Which is greater 3/8 or 3/4?
Understand the Problem
The question is asking to compare the two fractions 3/8 and 3/4 to determine which one has a greater value.
Answer
$\frac{3}{4} > \frac{3}{8}$
Answer for screen readers
The fraction $\frac{3}{4}$ is greater than $\frac{3}{8}$.
Steps to Solve
- Find a Common Denominator
To compare the fractions $\frac{3}{8}$ and $\frac{3}{4}$, we need a common denominator. The denominators are 8 and 4. The least common multiple of 8 and 4 is 8.
- Convert the Fractions
Next, we convert $\frac{3}{4}$ into a fraction with a denominator of 8. We can do this by multiplying the numerator and the denominator by 2:
$$ \frac{3}{4} = \frac{3 \times 2}{4 \times 2} = \frac{6}{8} $$
- Compare the Fractions
Now we have two fractions with the same denominator:
- $\frac{3}{8}$
- $\frac{6}{8}$
Since 6 is greater than 3, we conclude that:
$$ \frac{3}{8} < \frac{6}{8} $$
This means $\frac{3}{4}$ is greater than $\frac{3}{8}$.

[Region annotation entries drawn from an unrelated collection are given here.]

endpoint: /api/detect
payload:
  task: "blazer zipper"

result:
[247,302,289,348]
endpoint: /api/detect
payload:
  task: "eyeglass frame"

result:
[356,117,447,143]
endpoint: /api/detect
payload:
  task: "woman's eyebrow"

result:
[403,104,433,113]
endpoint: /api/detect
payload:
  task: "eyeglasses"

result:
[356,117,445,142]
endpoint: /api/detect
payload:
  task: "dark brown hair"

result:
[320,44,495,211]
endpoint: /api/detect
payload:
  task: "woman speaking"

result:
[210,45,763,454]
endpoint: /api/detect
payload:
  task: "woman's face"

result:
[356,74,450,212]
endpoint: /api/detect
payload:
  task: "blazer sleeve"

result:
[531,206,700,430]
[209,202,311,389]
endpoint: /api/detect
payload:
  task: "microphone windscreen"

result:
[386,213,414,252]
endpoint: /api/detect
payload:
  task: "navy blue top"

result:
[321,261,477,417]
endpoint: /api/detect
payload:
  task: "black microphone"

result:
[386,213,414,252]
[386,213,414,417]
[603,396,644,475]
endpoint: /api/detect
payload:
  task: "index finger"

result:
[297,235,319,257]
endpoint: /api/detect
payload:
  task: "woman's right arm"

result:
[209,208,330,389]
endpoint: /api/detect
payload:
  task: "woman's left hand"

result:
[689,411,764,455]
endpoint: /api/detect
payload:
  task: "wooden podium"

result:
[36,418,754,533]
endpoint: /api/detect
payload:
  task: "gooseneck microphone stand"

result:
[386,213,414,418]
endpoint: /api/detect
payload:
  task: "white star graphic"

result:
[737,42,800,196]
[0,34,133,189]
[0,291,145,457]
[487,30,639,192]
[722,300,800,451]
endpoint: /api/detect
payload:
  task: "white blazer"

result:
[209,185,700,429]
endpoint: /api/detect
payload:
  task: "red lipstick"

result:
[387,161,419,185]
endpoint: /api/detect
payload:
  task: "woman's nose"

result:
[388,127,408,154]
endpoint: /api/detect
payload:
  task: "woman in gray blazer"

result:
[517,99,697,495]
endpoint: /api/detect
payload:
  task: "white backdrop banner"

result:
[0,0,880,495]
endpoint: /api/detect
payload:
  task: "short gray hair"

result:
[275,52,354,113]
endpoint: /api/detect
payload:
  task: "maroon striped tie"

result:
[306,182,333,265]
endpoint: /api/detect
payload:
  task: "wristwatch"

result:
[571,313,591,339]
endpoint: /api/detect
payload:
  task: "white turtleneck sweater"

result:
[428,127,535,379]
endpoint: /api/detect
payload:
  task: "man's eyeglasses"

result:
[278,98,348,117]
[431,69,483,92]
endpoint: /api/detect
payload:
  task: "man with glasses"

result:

The fraction $\frac{3}{4}$ is greater than $\frac{3}{8}$.
More Information
Understanding fractions is essential in math, and comparing them can help in various real-life situations like measuring ingredients in cooking or comparing sizes in construction.
Tips
- Not finding a common denominator before comparing fractions.
- Forgetting to convert both fractions to have the same base for a proper comparison.